Der politische und gesellschaftliche Einfluss, den die beiden Zoodirektoren in ihren Stadthälften besaßen, war wohl nur im geteilten Berlin des Kalten Krieges möglich, hing jedoch grundsätzlich mit der besonderen Beziehung der Berliner zu ihren Zoos zusammen. Denn die Berliner sind nicht tierlieb. Sie sind tierbesessen. In kaum einer Stadt haben es so viele Tiere zu Persönlichkeiten des öffentlichen Lebens gebracht wie hier. Egal, ob »Bobby«, der Gorilla, der Ende der zwanziger Jahre als Erster seiner Art in den Zoo kam, oder das Flusspferd »Knautschke«, das als eines von wenigen Tieren den Zweiten Weltkrieg überlebte. Oder »Knut«, der Eisbär, nach dessen Tod vor dem Haupteingang des Zoos beinah so viele Blumen, Beileidskarten und Plüschtiere lagen wie am Londoner Buckingham Palace nach dem Unfalltod von Prinzessin Diana.

Nach Ansicht der Historikerin Mieke Roscher, die an der Universität Kassel zu Mensch-Tier-Beziehungen forscht, hat »die Isolation Berlins dazu beigetragen, dass eigene kulturelle Merkmale besonders stark hervorgehoben wurden«. Zwar existieren international zahlreiche Zoos, in denen es ähnliche Tierpersönlichkeiten gibt, und meist sind es Innenstadtzoos.

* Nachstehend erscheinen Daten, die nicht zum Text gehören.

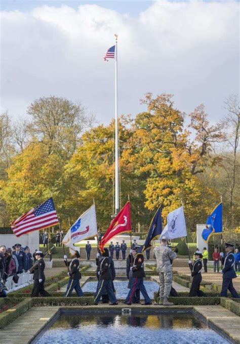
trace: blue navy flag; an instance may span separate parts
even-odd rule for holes
[[[206,228],[202,233],[203,239],[208,242],[213,234],[221,234],[222,232],[222,203],[220,203],[212,211],[206,222]]]
[[[157,238],[162,233],[163,226],[162,224],[162,209],[159,207],[156,211],[150,225],[148,233],[145,240],[144,244],[142,246],[143,252],[151,246],[151,241]]]
[[[105,53],[103,58],[104,61],[108,61],[107,58],[114,59],[115,57],[115,46],[112,46],[111,48],[107,50]]]

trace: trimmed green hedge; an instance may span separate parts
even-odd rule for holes
[[[0,329],[3,329],[27,311],[32,306],[32,299],[27,298],[21,301],[16,307],[12,307],[0,314]]]
[[[82,297],[33,297],[31,298],[34,306],[90,306],[94,304],[93,296]]]
[[[236,300],[239,300],[237,301]],[[226,297],[221,297],[221,306],[229,310],[234,314],[240,316],[240,299],[239,298],[227,298]]]
[[[159,304],[160,297],[157,298]],[[181,306],[201,306],[210,305],[220,305],[220,297],[172,297],[168,298],[170,302],[174,305]]]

Aber im geteilten Berlin war dies besonders ausgeprägt, da hier die »Umgebenheit von Grenze überall spürbar war«, sagt Roscher. »Sowohl West- als auch Ost-Berlin waren in gewisser Weise selbst zwei Zoos.« Tiergärten waren – damals noch mehr als heute – Rückzugsorte, an denen den Besuchern ein Stück heile Welt geboten wurde. Doch innerhalb dieser vermeintlichen Paradiese herrschten starre Hierarchien. Und jene, die sie von innen kannten, sagen, dass es in einem Rathaus, Gericht oder Krankenhaus nicht strenger zugehe.

Der Zoo als politischer Ort

Obwohl Dathe und Klös das Spiel mit den großen Tieren in ihren Systemen jeweils bestens beherrschten, waren beide in gewisser Weise politisch naiv: So glaubte Dathe noch bis zum Ende der DDR, nie von der Stasi beobachtet worden zu sein. Und Klös hatte sich ähnlich unbedarft gezeigt, als er in den siebziger Jahren seinen Vorgänger Lutz Heck, einen alten Nazi und Duzfreund Hermann Görings, als Ehrenmitglied des deutschen Zooverbands vorschlug.

Politik interessierte sie dann, wenn sie für ihre Tiere relevant war. Dathe und Klös waren »Tiermenschen« – eine Beschreibung, die unter Zoo- und auch Zirkusleuten oft gewählt wird, wenn man ausdrücken will, dass jemand besser mit Tieren als mit Menschen umgehen kann.

Für Klös wie für Dathe galt: Zuerst kommt der Zoo, danach alles Andere, auch die eigene Familie. Genau genommen war der Zoo die Familie. Frau und Kinder waren nur ein Anhängsel. Es war eine Zeit, in der Zoodirektor nicht nur ein Beruf war, den man morgens beginnt und abends beendet, sondern eine Lebensaufgabe. Weder Klös noch Dathe kannten so etwas wie Feierabend. Nur Platz für wilde Tiere.